Complete step-by-step solution:
From the question it had been given that \[243={{9}^{2X+1}}\]
\[\Rightarrow 243={{9}^{2X+1}}\]
We know that \[243\] can be written as \[{{3}^{5}}\]
By substituting it in the given question, we get the below equation,
\[\Rightarrow {{3}^{5}}={{9}^{2X+1}}\]
Similarly, we know that \[9\] can be written as \[{{3}^{2}}\]
Now, we know the basic formula of exponents,
\[\Rightarrow {{\left( {{a}^{x}} \right)}^{y}}={{a}^{xy}}\]
By substituting it in the given question, we get the below equation, and
By using the above basic formula of exponents, we get,
\[\Rightarrow {{3}^{5}}={{3}^{2\left( 2x+1 \right)}}\]
As the bases are equal in the above equation, we can equate the indices or powers.

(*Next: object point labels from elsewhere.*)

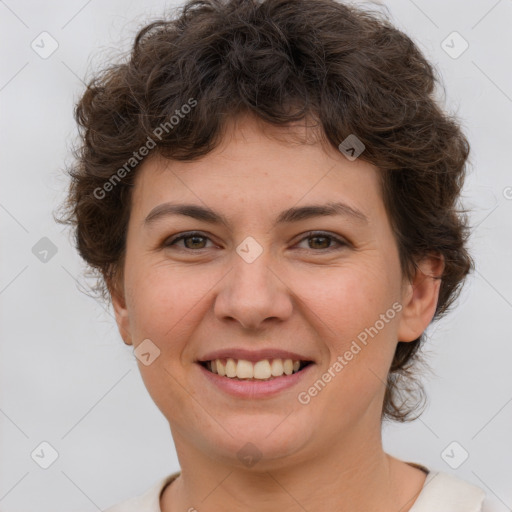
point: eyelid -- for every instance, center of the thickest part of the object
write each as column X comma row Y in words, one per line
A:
column 342, row 242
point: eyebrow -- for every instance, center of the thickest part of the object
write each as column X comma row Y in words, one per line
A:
column 290, row 215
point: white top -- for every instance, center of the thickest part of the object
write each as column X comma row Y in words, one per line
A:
column 441, row 492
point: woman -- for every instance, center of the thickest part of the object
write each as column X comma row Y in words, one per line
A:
column 267, row 191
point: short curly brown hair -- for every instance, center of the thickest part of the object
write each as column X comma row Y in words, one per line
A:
column 348, row 69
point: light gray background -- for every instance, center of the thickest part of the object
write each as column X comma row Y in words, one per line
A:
column 66, row 376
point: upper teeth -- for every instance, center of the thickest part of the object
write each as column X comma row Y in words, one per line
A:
column 243, row 369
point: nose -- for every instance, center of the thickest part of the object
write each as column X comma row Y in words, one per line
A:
column 253, row 293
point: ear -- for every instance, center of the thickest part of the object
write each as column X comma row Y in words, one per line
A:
column 117, row 295
column 419, row 298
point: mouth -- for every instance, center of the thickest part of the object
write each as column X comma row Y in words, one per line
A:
column 263, row 370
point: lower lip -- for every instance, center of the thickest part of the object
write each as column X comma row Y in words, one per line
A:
column 255, row 388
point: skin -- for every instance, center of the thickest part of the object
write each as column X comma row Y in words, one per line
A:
column 302, row 294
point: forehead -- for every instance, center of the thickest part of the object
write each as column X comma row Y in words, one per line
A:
column 260, row 169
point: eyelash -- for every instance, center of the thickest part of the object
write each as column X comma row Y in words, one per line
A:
column 311, row 234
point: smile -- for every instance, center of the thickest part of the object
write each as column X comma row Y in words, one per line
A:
column 266, row 369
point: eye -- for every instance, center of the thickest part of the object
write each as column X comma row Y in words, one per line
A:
column 319, row 238
column 323, row 238
column 194, row 236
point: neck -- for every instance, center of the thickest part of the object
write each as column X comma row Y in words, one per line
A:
column 353, row 474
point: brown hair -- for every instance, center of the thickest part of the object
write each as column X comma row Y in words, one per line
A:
column 283, row 61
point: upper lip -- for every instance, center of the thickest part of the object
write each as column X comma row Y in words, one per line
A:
column 253, row 355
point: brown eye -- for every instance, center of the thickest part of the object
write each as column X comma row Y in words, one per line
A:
column 322, row 241
column 192, row 241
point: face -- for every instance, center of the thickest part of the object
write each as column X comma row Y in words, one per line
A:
column 311, row 285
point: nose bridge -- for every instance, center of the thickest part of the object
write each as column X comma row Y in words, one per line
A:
column 251, row 292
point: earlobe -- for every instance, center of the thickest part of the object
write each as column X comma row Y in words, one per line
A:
column 121, row 312
column 420, row 298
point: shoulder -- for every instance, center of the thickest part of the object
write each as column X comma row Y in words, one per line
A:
column 443, row 492
column 149, row 501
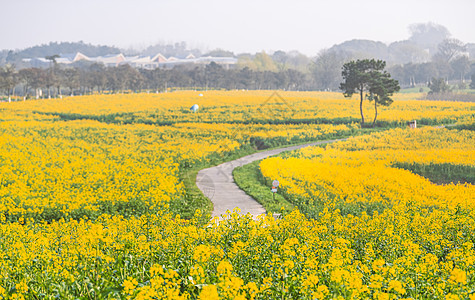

By equating the indices or powers of the above equation, we get,
\[\Rightarrow 5=2\left( 2x+1 \right)\]
Furthermore simplifying the above equation we get,
\[\Rightarrow 5=4x+2\]
Now, take of\[2\] from both sides we get,
\[\Rightarrow 5-2=4x+2-2\]
\[\Rightarrow 3=4x\]
Now, divide both sides with \[4\] we get,
\[\Rightarrow x=\dfrac{3}{4}\]
Hence, the given equation is simplified.

Note: Students should be well aware of the exponents and powers. Students should be very careful while doing the calculation we should not make mistakes like here in this question \[\Rightarrow 243={{9}^{2x+1}}\] we should not equate \[\Rightarrow 5=2x+1\] like this we should equate it to \[\Rightarrow 5=4x+2\] to get answer in this type of problems as calculation part is somewhat difficult in this type of problems. Students should know which type of transformation is to be used for the given question to get the question into an easier way.